My first attempt at running 100 miles was at The Yeti 100 on the Virginia Creeper Trail. The Creeper Tail is 33.4 miles long and spans from Whitetop Station to Abingdon. On the way there it passes through the town of Damascus, VA at more or less the mid point. The race consisted of three laps of the trail starting at Whitetop going to Abingdon, back to Whitetop, and finishing back at Abingdon.

I arrived in Damascus with one of my pacers Brandon Thursday night. Our first stop was the packet pickup where we were greeted by the very friendly RD Jason Green. Looking around at all the runners began to get me very excited about this race for the first time in a few weeks. I should back up a bit and say that for the past week and a half I did not think that I would be here for this race. I had an issue with my knee that popped up 10 days before race day which left me hobbling around kind of depressed wondering how after nine months of healthy training for this race could I now get injured?
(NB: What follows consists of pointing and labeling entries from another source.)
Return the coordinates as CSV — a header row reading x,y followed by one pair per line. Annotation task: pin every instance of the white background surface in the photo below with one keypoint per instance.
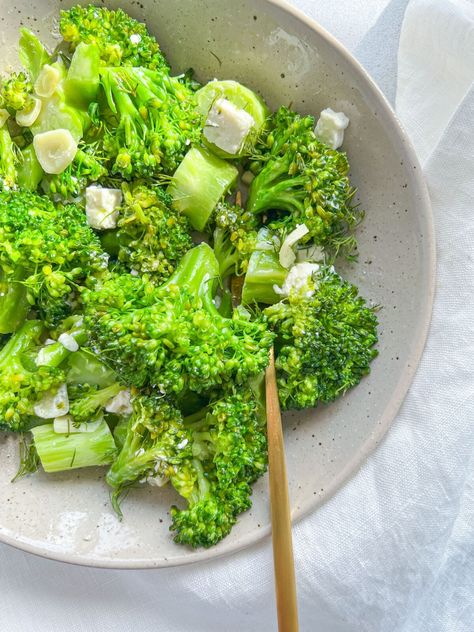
x,y
394,550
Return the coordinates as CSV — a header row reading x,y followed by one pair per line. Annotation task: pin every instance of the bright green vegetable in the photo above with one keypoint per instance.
x,y
199,184
151,119
33,55
173,337
299,180
325,340
151,237
121,40
16,92
62,452
52,246
22,386
241,97
82,82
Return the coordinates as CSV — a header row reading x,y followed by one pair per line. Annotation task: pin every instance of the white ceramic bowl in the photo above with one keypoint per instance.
x,y
288,59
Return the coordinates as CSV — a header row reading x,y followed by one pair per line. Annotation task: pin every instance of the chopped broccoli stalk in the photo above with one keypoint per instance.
x,y
299,180
263,274
325,337
30,172
8,160
84,367
63,452
21,387
33,55
235,238
121,40
199,184
173,337
14,305
243,99
86,401
82,82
I iced it, stretched a lot and went to see Wes at Antifragile PT. He assured me that it was not an issue with my MCL or meniscus but that because of a tight hamstring and quad, my knee bursa was irritated and inflamed. He stuck me with a few dry needles and sent me on my way. It still hurt to run so I continued babying it with ice and stretching over the next few days before the race, not running at all. When I showed up at the start line I still had no idea if I could even run 100 yards much less 100 miles. I couldn’t stand the thought of not showing up and at least trying after all of the training time I had invested into preparing for the race. I had let both of my pacers who are also good friends of mine know exactly what was going on with my knee and told them that I completely understood if they didn’t want to devote their entire weekend to a race that very possibly might not even happen. They both responded that they would be there. True friends!
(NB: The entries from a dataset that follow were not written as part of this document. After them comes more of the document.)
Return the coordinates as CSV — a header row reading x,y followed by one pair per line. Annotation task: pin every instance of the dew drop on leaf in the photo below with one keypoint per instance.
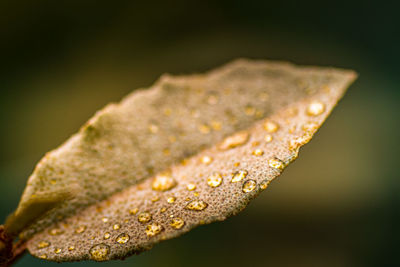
x,y
153,229
214,180
177,223
99,252
197,205
122,238
249,186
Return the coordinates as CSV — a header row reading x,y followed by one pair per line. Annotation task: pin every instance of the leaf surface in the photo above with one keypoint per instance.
x,y
188,151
It was still dark when Jason the RD wished us all well and sent us on our way at 7AM on Friday morning. I was full of excitement and worry about what was going to transpire over the next ten minutes. I figured by then that I would know one way or another how my knee was going to respond to running again. Brandon was going to meet me at the first aid station to see what the verdict was. I told him that I would either see him in an hour and a half or in three hours depending on my knee.

As the clock struck 7 and Jason said GO, I watched as the front runners trotted forward and then I proceeded to do the same, only with my fingers crossed. What I found amazed me. No pain! At all! I said thank you, thank you, thank you out loud!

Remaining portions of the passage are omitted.